Ebenso möchte die ESMA prüfen, ob sich durch klimabezogene Sachverhalte möglicherweise Anzeichen für eine Wertminderung und damit die Durchführung eines Werthaltigkeitstestes ergeben. Auch wenn der Goodwill kein separater Prüfungsschwerpunkt ist, kann dieser durch diesen Fokus jedoch bei den Prüfungen 2023 auch eine Rolle spielen. Denn schließlich ist denkbar, dass das Geschäftsmodell einer Unternehmensakquisition durch die klimatischen Veränderungen bedroht ist. Dass in der Vergangenheit dann für das Unternehmen ein zu hoher Kaufpreis bezahlt wurde, ist nicht ausgeschlossen. Zudem wurde die Beibehaltung der derzeitigen Regelung des Goodwills im November vom IASB nach langen Diskussionen nun beschlossen.

Implementierung des neuen Standards zu Versicherungsverträgen

Im Mai hatte die ESMA zum neuen Standard IFRS 17 „Versicherungsverträge“ bereits eine Stellungnahme abgegeben: Darin legt sie die Erwartungen und Empfehlungen zu den Angaben offen, die die betroffenen Unternehmen in den Jahresabschluss aufnehmen müssen. Vor allem Versicherungsunternehmen sind davon betroffen.

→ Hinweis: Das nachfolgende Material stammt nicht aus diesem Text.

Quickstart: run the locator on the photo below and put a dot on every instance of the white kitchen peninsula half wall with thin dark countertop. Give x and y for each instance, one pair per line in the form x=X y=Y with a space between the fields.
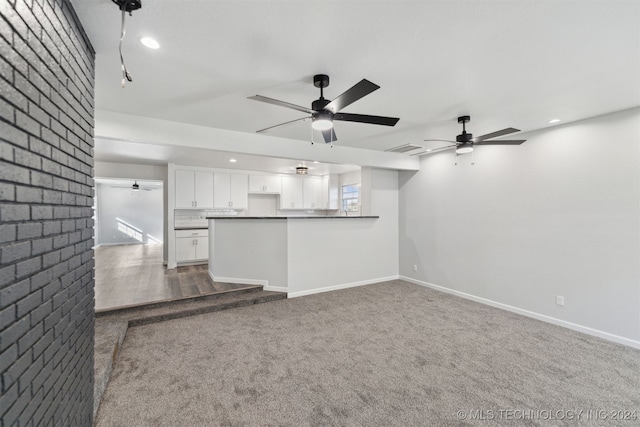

Das die ESMA hier ein besonderes Augenmerk drauflegen möchte, ist wenig überraschend. Denn dieser Standard wurde umfangreich überarbeitet, durch die Prüfung können vorhandene Fehler schneller aufgedeckt und künftig vermieden werden.

Fazit

Das nächste Jahr wird zeigen, welche Fehler die Bafin in den Berichten der Unternehmen findet. Zoff mit Unternehmen wird sicherlich nicht ausbleiben, wenn sie größere Fehler feststellen wird. Ergänzt werden die Prüfungsschwerpunkte der ESMA noch um eigene Schwerpunkte der Bafin.